The functions of the extrasynaptic pool, which is likely multi-faceted, also remain to be clarified. Does it simply provide a reserve for quickly replenishing desensitised receptors at active synapses or for recruiting new receptors at synapses undergoing potentiation? Does it play a role in the formation of new postsynaptic structures? To what extent do perisynaptic receptor complexes detect glutamate spillover from active synapses? Interestingly, in a model of hepatic encephalopathy, neurons preserve their synaptic AMPAR population at the expense of the extrasynaptic pool (Schroeter et al., 2015). Even when half of the surface AMPARs were lost, synaptic currents as measured by mEPSCs were unaffected, demonstrating that at least one role of extrasynaptic AMPARs may be to act as a buffer against pathological loss of AMPARs.

While the extrasynaptic AMPARs serve as a source of synaptic AMPARs, trafficking of the extrasynaptic pool is likely regulated differently than AMPARs that are delivered directly via synaptic or perisynaptic insertion. Particularly, LTP-inducing stimuli cause the fast exocytosis of AMPARs, increasing postsynaptic responses (Malenka and Bear, 2004). The exact site of receptor exocytosis following LTP induction has been long debated with evidence for perisynaptic delivery of AMPARs (e.g., Yang et al., 2008), dendritic exocytosis (e.g., Yudowski et al., 2007; Patterson et al., 2010), and direct synaptic trafficking of receptors (e.g., Patterson et al., 2010). Given that both AMPAR trafficking and surface diffusion are influenced by neuronal activity, it is expected that shifts in the relative balance of the contributing mechanisms underlie the plastic changes in the abundance of synaptic AMPARs. One way to monitor AMPAR trafficking is to tag individual subunits with a pH-sensitive form of GFP [super-ecliptic pHlurorin (“sep”) Miesenböck et al., 1998]. This molecule is quenched in acidic environments, such as those found within intracellular vesicles, but bright when exposed to extracellular milieu with near-neutral pH. A recent study using sep fused to GluA1 (sep-GluA1) to monitor its dynamics found that overexpression of an AMPAR accessory protein [transmembrane AMPAR regulatory protein (TARP)γ-8] reduced constitutive GluA1 endocytosis at extrasynaptic sites but not at synapses, with the overall effect of promoting the surface lifetime of extrasynaptic GluA1 (Harb et al., 2021). Interestingly, removing TARPγ-8 from neurons blocks LTP (Rouach et al., 2005), again potentially linking the requirement for an extrasynaptic pool of receptors for the expression of plasticity. Furthermore, a reserve pool of AMPARs is crucial for LTP regardless of the AMPAR subtype (Granger et al., 2013; discussed below).

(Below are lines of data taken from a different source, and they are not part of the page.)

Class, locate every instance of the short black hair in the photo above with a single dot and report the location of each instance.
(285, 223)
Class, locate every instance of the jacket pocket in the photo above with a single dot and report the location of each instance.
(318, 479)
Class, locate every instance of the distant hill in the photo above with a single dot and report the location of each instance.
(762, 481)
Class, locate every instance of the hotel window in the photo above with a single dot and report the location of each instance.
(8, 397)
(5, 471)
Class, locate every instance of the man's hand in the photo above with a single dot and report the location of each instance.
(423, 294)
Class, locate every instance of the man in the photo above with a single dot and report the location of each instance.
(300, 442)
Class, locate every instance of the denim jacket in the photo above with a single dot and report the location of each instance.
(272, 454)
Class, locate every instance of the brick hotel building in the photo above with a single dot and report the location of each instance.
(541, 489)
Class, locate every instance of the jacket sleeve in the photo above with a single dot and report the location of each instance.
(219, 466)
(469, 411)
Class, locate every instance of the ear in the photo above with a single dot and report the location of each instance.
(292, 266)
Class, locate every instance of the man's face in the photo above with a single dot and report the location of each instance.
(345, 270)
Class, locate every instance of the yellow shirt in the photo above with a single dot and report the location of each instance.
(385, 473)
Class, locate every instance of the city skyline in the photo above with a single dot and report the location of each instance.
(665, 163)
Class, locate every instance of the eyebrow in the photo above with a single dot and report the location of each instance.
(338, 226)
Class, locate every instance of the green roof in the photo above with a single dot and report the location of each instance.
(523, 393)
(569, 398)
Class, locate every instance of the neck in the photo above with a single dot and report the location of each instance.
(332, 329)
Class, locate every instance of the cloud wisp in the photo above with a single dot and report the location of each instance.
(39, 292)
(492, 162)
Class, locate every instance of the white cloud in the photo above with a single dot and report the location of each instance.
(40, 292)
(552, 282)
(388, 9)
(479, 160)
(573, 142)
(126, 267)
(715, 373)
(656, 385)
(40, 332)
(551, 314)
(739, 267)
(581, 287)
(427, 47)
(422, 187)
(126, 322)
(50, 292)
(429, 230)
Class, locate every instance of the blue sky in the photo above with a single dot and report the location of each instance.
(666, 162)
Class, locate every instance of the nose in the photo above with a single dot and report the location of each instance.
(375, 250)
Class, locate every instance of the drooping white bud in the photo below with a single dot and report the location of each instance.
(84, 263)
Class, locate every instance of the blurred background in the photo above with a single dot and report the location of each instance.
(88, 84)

As mentioned above, GluA1-containing AMPARs show a tighter synaptic localization compared to GluA2-containing AMPARs that appear to be the main constituents of the extrasynaptic AMPAR pool. Hippocampal neurons also contain a significant amount of GluA3 (Kessels et al., 2009; Renner et al., 2017). However, the role of GluA3 is much less well understood. Gria3 deletion appears not to affect LTP or LTD (Meng et al., 2003) and memory (Humeau et al., 2007), and under basal conditions, GluA3-containing receptors contribute little to synaptic activity (Meng et al., 2003; Lu et al., 2009). Moreover, a series of seemingly contradictory results has mired the interpretation of the role of GluA3. Gria3 mRNA levels in the hippocampus are much lower than mRNAs for both GluA1 and GluA2 (Tsuzuki et al., 2001). However, at the protein level GluA3 is abundant (Schwenk et al., 2014), and GluA1/2 and GluA2/3 heterodimers appear to be expressed on the surface in a similar proportion (Kessels et al., 2009), even though GluA2/3 AMPARs contribute little to synaptic and extrasynaptic currents (Lu et al., 2009). What, then, is the purpose of GluA3-containing AMPARs? A recent study has demonstrated that the channel activity of GluA3-containing AMPARs can be switched from a low open probability state to a higher open probability state. This is triggered by the activation of β-adrenergic receptors, leading to increased PKA/Ras activity and elevated cAMP, thereby increasing synaptic strength; however, the exact mechanism remains to be elucidated (Renner et al., 2017). GluA3 has also been demonstrated to contribute to ultrafast kinetics of AMPARs at subclasses of synapses (Antunes et al., 2020). Therefore, GluA3 may serve a specialized function whose activity is tuned to the particular needs of the circuit involved.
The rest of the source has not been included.